Mr. Porter and the kids come to an understanding and we learn that he doesn't like Christmas because his wife left him five years ago. They really only decorate one main area of the airport, including the tree, where they lead everybody to on Christmas morning. It's a nice sentiment and all, but truth be told, if I were in that group of passengers, I would not be impressed by the Christmas display. It's just a bunch of cheap plastic doo-dads. The kids from the lodge also gather with them and Catherine is reunited with her brother. Mr. Porter redeems himself by dressing up as Santa and surprising all the kid, including Catherine.
Mr.

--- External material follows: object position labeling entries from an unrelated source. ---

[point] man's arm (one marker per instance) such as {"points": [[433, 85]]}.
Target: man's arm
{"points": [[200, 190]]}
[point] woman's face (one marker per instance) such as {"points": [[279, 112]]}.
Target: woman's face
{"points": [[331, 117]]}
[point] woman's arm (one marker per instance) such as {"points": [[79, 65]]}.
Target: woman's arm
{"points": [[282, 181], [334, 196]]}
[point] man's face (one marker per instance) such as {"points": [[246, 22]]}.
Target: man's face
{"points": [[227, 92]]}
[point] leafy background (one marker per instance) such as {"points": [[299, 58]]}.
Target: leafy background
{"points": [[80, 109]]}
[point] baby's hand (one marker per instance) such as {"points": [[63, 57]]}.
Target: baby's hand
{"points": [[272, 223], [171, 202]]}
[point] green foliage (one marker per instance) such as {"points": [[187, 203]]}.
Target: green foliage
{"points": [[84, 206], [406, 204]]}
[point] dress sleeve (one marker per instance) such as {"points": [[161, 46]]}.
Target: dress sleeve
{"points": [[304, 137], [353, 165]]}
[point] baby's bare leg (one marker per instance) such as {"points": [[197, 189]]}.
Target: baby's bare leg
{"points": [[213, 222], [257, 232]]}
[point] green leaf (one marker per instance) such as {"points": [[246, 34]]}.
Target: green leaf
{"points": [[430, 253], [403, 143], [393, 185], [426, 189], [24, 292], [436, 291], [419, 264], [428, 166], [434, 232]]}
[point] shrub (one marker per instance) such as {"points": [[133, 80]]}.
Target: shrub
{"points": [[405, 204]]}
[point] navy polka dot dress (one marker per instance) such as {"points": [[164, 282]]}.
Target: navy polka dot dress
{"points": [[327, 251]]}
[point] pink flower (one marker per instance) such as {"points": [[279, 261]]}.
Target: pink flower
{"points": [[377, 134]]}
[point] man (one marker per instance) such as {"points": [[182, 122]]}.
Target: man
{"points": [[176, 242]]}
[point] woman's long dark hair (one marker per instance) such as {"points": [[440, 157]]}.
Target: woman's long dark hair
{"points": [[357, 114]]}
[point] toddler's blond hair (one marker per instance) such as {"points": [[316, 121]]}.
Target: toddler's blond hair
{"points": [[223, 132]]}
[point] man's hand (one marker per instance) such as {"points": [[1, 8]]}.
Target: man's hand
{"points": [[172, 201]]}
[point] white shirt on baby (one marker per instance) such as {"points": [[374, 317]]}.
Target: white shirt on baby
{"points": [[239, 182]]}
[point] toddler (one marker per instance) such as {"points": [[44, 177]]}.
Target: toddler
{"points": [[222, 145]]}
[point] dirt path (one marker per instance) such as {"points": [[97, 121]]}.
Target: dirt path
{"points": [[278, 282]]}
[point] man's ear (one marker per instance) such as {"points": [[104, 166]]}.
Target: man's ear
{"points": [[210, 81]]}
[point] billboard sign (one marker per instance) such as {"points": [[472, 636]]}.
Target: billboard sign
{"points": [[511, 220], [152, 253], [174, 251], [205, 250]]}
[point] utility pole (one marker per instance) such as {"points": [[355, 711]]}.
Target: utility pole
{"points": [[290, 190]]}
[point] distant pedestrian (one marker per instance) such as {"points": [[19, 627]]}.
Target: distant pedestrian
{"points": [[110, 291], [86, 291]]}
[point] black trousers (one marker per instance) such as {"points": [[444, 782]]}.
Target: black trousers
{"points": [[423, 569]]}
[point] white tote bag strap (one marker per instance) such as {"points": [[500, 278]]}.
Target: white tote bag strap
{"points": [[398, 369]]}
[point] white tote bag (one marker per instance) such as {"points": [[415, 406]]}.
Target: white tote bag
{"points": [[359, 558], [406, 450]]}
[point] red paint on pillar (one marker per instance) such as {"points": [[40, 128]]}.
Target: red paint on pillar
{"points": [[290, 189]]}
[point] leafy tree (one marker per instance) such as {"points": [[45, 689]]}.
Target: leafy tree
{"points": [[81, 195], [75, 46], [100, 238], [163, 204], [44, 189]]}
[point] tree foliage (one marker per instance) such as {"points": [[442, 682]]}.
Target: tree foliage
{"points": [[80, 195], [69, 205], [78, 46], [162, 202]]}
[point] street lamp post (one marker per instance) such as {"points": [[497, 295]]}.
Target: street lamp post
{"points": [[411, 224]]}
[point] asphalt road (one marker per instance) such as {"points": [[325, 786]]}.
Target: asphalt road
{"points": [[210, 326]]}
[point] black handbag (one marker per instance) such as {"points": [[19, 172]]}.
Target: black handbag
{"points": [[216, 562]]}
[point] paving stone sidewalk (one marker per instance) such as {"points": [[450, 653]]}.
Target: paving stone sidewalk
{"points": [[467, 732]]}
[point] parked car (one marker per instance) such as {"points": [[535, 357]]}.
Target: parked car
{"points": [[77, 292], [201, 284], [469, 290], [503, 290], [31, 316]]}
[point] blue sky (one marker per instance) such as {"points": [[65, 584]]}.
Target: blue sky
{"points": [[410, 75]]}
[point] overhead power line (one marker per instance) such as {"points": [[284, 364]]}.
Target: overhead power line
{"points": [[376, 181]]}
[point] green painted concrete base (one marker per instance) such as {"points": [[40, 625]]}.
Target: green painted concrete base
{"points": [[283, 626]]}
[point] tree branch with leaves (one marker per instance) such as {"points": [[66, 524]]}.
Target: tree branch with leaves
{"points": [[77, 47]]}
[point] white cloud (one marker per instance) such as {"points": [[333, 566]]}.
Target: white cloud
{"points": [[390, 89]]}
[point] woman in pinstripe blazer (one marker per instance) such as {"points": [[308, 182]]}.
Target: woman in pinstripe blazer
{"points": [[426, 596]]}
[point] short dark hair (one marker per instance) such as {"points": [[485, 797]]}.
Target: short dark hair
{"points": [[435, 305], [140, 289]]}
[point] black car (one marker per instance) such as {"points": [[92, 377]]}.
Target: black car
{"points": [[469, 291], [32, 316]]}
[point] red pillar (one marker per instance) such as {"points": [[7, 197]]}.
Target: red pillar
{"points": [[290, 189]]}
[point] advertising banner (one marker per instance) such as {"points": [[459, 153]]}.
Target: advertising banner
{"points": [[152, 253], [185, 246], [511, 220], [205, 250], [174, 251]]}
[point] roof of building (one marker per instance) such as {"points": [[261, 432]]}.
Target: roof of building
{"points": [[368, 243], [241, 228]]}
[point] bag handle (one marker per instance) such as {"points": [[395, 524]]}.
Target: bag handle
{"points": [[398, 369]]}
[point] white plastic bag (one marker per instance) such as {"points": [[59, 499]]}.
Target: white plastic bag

Porter tells the kids they'll be the first to leave when the weather has cleared and Spencer invites Grace to spend Christmas with him and his sister at their dad's house. Since they're both the older kids of the group, there's been a little spark between them. They also try to make Donna and Charlie into a thing, (she kisses Charlie at the end) since they're around the same age, but why do they need to couple up both pairs of kids? Also, shouldn't the kiss have happened between Spencer and Grace? They're the ones who have been serious quasi-flirting with each other this whole time.
So while all this is going on, the movie jumps to a scene with the parents of Spencer and Catherine. We see their mom (played by Paget Brewster) fretting about her kids being snowed in. She can't reach them because they don't have a cell phone (her ex-husband convinced her not to let them get one because they're bad for the environment). She's staying with her sister (played by Teri Garr) who is scarily into Christmas. Her yard and house is chock full of Christmas decorations and, according to her, she still has six boxes of lights she needs to put up. (And it's Christmas Eve! What's the point of even putting them up?) Her house looks like one of those little shops that has nothing but Christmas memorabilia. She offers a cup of hot chocolate to her sister, who says she's already had three and that it's 80 degrees. There's a terrible joke where the sister thinks she has a defective M&M because it has a "W" on it. This is really terrible humor, even kids have to groan at that, right?
The kids' dad (played by Rob Corddry) receives a call from his ex-wife and tells her he'll pick them up. This guy is very into the environment and drives a small dinky car he calls a biomobile that only takes a certain "vegetarian" type of gasoline. Of course there's noway that car can make it from Pennsylvania to (possibly) Minnesota (damn...if that airport is located in Minneapolis, that's quite a long drive!) A mechanic helps him out and lets him borrow a Humvee to drive which scandalizes him and he hopes the guys from the Sierra Club don't see him driving that monstrosity. (Those are pretty obnoxious vehicles). He reaches the airport on Christmas morning, just in time to surprise his kids.
While this isn't the worst Christmas movie out there (just turn on the Hallmark Chanel to find those; hell, even Netflix is churning out some Christmas crap), it's defintely not going to be considered a holiday classic anytime soon and there are better movies to watch during this time of the year!